Roman policier

De force de Karine Giebel

couv6546457Titre : De force

Auteur : Karine Giebel

521 p.

Belfond, 2016

Résumé :

Le temps de l’impunité est révolu.
Le temps des souffrances est venu.

Elle ne m’aimait pas.
Pourtant, je suis là aujourd’hui.
Debout face au cercueil premier prix sur lequel j’ai posé une couronne de fleurs commandée sur internet.
Car moi, j’ai voulu l’aimer. De toutes mes forces.
De force. Mais on n’aime pas ainsi.

********************
Les premiers mots

Elle ne m’aimait pas.
Pourtant, je suis là aujourd’hui.

********************

Ce que j’en ai pensé

Une fois plongé dans ce récit, vous aurez du mal à le quitter. Angoissant, haletant, prenant, la plume de Karine Giebel que je ne connaissais pas encore est assez addictive je dois le dire!

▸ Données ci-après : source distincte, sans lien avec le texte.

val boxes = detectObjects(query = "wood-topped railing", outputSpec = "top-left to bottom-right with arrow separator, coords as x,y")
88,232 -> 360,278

Nous entrons dans le vif du sujet dès les premières pages, direct au but. Maud, 21 ans, se promène avec son chien. Elle croise joggeurs et autres promeneurs. Et… son agresseur. Il l’entraîne dans une vieille bicoque. Là, il la frappe, la menace – il sait qui elle est, qui est son père -, tente de la violer quand surgit le joggeur rencontré quelques instants plus tôt. Celui-ci la sauve héroïquement. Il s’agit de Luc, garde du corps de métier, qui va l’escorter jusqu’à l’hôpital. Il sera ensuite engagé par le Professeur Reynier, père de Maud, pour protéger cette dernière suite à des menaces à son encontre et envers sa famille. Il s’installera dans leur domaine.

L’ambiance est pesante, lourde. On ressent les non-dits, les secrets lourds à cacher. Chacun a sa part de mystères. La méfiance envers les uns et les autres s’accroît. Dans ces huis-clos psychologique, les esprits s’échauffent. Les jalousies s’exacerbent.

Et nous, en tant que lecteurs, nos doutes se multiplient sur l’identité du ou des coupables. Et nos certitudes vacillent à chaque fois que le criminel prend la parole dans le roman à la première personne, on se demande qui il peut être. Et comme tous les protagonistes jouent avec leur vérité et donc avec nos nerfs… ce n’est pas aisé d’y voir clair ! Et j’avoue je me suis laissée tellement portée par le récit que j’ai mis du temps à trouver, ou/et à me l’avouer.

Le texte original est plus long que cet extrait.